Thank you for your informative response. Since craquelure is part of oil painting, do today's artists use a more stable medium?
I just saw the movie "Girl with a Pearl Earring" and became entranced by the portrait. It has been restored twice but the craquelure remains. Wish I could see it as it was on the day Vermeer finished. In fact (and this will horrify you), I would buy a print if they could airbrush out the crazing.
You know how old oil paintings are covered with a network of fine cracks? I'm wondering why restorers don't try to repair this crazing in the paint. The "Girl with the Pearl Earring" would look much more like a girl if she didn't have all those "wrinkles".
Is it possible to reverse/prevent this crazing in oil paintings? How long does an oil stay smooth--one year? Ten? A hundred?
Dear Janet, Your questions refers to the general term "craquelure" which is part of the natural drying process of oil paint. There are a number of terms used to identify various appearances of surface cracking, such as cupping, alligatoring, spider webbing, etc. All drying oil paint shrinks and causes craquelure, this can occur in a matter of weeks or a hundred years. The volume and type of crazing is affected by how the support (canvas, wood panel, composite board, etc.)was prepared, and the recipe of the paint medium.
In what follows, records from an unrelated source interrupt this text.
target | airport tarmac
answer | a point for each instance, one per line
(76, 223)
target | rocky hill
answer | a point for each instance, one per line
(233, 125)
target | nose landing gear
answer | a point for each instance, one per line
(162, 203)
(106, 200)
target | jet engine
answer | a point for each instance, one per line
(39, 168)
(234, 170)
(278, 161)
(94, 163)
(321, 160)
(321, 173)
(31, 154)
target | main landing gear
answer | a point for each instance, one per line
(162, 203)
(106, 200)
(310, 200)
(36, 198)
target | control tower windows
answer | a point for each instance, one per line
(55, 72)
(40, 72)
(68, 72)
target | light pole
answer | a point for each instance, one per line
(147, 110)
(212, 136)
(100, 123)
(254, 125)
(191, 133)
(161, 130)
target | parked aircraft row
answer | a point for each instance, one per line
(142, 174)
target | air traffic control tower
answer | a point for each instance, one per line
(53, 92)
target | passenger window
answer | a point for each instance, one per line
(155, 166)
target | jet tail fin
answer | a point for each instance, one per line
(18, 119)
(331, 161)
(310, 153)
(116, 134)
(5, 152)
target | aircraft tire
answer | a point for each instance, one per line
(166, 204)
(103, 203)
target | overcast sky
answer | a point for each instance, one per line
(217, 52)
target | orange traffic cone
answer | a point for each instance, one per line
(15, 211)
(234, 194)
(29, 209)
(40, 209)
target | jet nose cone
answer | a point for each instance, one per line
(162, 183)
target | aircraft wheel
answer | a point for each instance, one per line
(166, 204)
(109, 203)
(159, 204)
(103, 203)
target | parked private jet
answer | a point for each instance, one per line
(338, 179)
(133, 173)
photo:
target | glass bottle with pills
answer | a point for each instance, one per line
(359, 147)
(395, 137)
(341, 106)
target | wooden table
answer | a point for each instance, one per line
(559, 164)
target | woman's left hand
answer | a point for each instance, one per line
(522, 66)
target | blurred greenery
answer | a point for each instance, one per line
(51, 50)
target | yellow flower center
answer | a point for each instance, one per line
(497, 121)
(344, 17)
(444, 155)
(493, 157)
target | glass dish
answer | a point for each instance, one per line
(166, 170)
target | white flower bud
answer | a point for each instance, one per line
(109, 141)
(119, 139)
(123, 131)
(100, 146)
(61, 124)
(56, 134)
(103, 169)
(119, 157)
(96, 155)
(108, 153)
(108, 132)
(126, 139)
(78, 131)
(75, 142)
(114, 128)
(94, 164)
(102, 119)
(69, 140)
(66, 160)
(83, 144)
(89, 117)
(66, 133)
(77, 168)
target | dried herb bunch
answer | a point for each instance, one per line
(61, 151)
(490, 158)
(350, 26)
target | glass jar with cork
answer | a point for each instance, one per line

The support is usually covered with a layer of gesso, plaster, or white lead paint, which is called the "ground". After this dries or ages the artist then applies his paint, or may first draw a sketch and then apply his paint. The paint pigments are suspended in an oil base which can be "personalized" by the artist. He may add any of numerous solvents, oils, or even bitumen to make his paint thinner, thicker, or his colors more opaque or more translucent. All of this will affect the drying of the paint, and the type and amount of craquelure.
Painting conservators can often eliminate or lessen the distracting appearance of craquelure. Before painting conservation became a science people would attach a second canvas to the back of the original with glue or white lead and press it with heavy weights. This would flatten the cracking, but also flatten the impasto and pretty much ruin the painting. Today, depending upon the type of craquelure and its cause, conservators will use different types of backings to reduce the craquelure. One method is to use a vapor treatment on a vacuum table, which relaxes the original paint surface and reduces the crazing. Sometimes the only way to improve appearance is to fill in the cracks and repaint those areas. However, this is done sparingly and only when there is no other option. In some cases it is safest just to live with the painting as it is.
Dear Janet, I answered this question some time ago, but evidently it did not go through. Most painters today use acrylics which seem to be more stable than oil paints, however in my opinion they lack the warmth and depth of oil paint. Also, acrylics have not been around long enough to know how they will appear in 100 or 200 years.